ME: Minister Piotrowski o koreańskim programie jądrowym

Data dodania: środa, 26 kwietnia 2017, autor: nuclear.pl

- Koreański KHNP bez żadnych opóźnień buduje w ZEA kolejne bloki elektrowni jądrowej. 1 MWe zainstalowanej mocy będzie kosztować nie więcej niż 3,2 mln euro i pozostanie do dyspozycji przez co najmniej 90 proc. czasu w roku, przez ponad pół wieku. Przykład ten pokazuje, jak umiarkowane koszty ma sprawnie realizowana inwestycja w elektrownię jądrową – podkreśla wiceminister energii Andrzej Piotrowski.

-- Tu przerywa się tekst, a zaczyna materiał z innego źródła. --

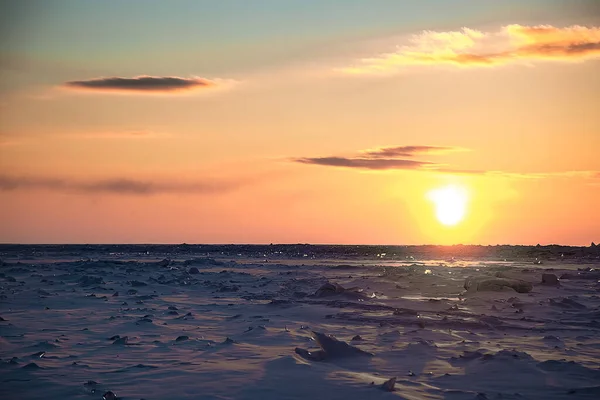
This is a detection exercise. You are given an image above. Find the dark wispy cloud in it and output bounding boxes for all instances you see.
[291,146,600,182]
[363,146,464,158]
[292,146,452,170]
[64,75,217,93]
[0,175,241,195]
[294,157,432,170]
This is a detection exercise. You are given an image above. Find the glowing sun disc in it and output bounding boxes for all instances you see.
[428,185,467,226]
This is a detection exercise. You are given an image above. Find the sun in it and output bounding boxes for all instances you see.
[427,185,468,226]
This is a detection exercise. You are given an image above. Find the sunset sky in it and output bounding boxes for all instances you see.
[0,0,600,245]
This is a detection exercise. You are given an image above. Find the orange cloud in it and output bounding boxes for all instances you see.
[0,175,242,195]
[343,24,600,74]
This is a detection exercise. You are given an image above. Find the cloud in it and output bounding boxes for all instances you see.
[292,146,454,170]
[291,146,600,181]
[0,175,241,195]
[294,157,432,170]
[342,24,600,74]
[63,75,218,93]
[363,146,465,158]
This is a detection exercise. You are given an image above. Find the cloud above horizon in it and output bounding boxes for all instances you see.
[0,175,241,195]
[293,146,464,170]
[342,24,600,74]
[290,146,600,180]
[63,75,218,94]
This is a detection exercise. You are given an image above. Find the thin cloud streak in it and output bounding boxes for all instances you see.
[294,157,433,170]
[63,75,217,93]
[290,146,600,180]
[0,175,241,195]
[363,146,466,158]
[342,24,600,74]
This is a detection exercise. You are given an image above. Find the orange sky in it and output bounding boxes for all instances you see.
[0,1,600,245]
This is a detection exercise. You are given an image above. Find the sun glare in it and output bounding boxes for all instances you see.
[428,185,467,226]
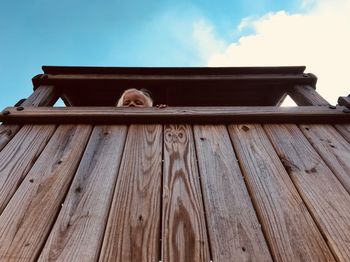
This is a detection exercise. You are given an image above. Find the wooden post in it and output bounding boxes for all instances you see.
[0,86,59,151]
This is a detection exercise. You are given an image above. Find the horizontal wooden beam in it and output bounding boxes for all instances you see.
[338,95,350,109]
[0,106,350,124]
[33,74,317,88]
[42,66,306,75]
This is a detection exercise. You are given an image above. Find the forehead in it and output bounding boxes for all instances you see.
[124,91,146,101]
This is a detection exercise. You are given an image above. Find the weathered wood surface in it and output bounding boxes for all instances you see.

W trakcie ubiegłotygodniowej wizyty w Korei Południowej wiceszef resortu energii spotkał się z wiceministrem ds. energii i zasobów naturalnych Korei Południowej Hak-Do Kim oraz przedstawicielami koreańskiego przemysłu jądrowego. Podczas rozmowy z prezesem Korea Hydro & Nuclear Power (KHNP) Lee Kwansup omówiony został przykład kontraktu na budowę elektrowni jądrowej podpisany w 2009 r. pomiędzy rządem ZEA (Zjednoczone Emitraty Arabskie) a KHNP.

– Elektrownia, bazująca na koreańskiej wersji rozwojowej reaktora PWR firmy Westinghouse, składająca się z 4 bloków o całkowitej mocy 5,6 GWe będzie kosztować 20 mld dol. w formule EPC – podkreśla minister Piotrowski. Zakończenie budowy elektrowni planowane jest na 2020 r. Budowę pierwszego bloku rozpoczęto w 2012 r., zaś oddanie go do eksploatacji przewidziane jest na koniec bieżącego roku. Kolejne reaktory zgodnie z zapowiedziami będą oddawane co rok. Do chwili obecnej projekt jest realizowany zgodnie z założonym harmonogramem czasowym i kosztowym.

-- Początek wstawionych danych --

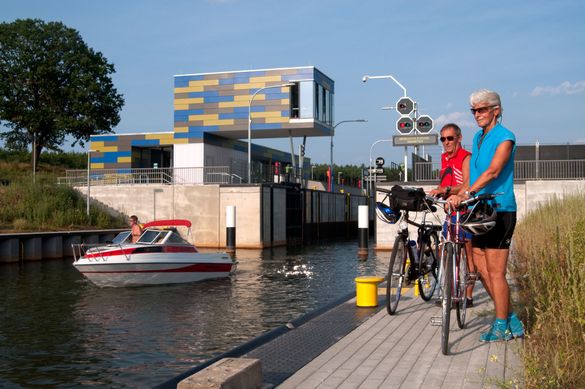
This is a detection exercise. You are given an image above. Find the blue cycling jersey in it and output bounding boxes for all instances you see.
[469,124,516,212]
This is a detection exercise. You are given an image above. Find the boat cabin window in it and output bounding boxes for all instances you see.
[137,230,166,243]
[167,232,189,244]
[112,231,132,244]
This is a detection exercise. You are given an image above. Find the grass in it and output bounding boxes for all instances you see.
[513,195,585,388]
[0,150,126,233]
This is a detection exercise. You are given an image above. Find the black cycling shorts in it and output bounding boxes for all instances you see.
[471,212,516,249]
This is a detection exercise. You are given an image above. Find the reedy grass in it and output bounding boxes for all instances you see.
[512,194,585,388]
[0,174,125,232]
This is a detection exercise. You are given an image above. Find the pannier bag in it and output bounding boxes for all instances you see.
[390,185,426,212]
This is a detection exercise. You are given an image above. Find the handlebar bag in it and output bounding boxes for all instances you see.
[390,185,425,212]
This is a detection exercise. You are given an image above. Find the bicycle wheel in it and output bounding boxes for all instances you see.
[386,236,407,315]
[418,232,439,301]
[455,244,468,329]
[441,242,453,355]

W przeliczeniu na nominalny blok 1000 MWe oznacza to koszt w wysokości 13,6 mld zł. Budowa dostarczanego przez państwową firmę KHNP bloku 1400 MWe pochłania zaledwie 62 miesiące od czasu pierwszej betonowej wylewki. – Zaprezentowane nam koszty pokazują, jak zmniejszają się koszty budowy elektrowni jądrowych na świecie i czas, w jakim może zostać ona oddana do użytku. W tym konkretnym przypadku to niewiele ponad 5 lat – dodaje wiceminister Piotrowski.

Podkreśla jednocześnie, że Polska jest na etapie przesądzeń, które już niebawem zapadną. W związku z tym, z dużym zaciekawieniem przyglądamy się temu, co dzieje się w różnych częściach świata.

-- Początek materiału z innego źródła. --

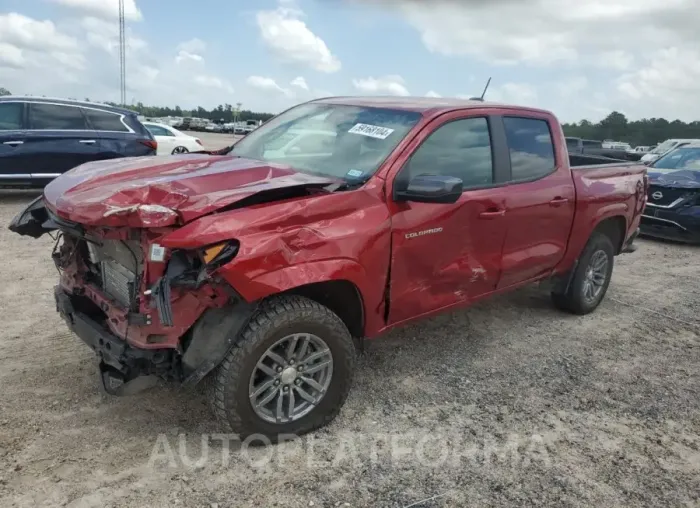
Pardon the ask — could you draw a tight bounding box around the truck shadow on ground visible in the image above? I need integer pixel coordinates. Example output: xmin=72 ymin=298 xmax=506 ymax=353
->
xmin=0 ymin=189 xmax=42 ymax=204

– Zakładając, że Polska musi spełnić wymogi Unii w zakresie niskiej emisyjności, a technologia jądrowa jest bezemisyjna, dla zrównoważenie energetyki węglowej powinniśmy mieć dwa lub trzy bloki jądrowe. To sprawia, z kolei, że powinniśmy wykorzystać wszystkie możliwe doświadczenia, w tym koreańskie – podkreśla wiceminister Piotrowski.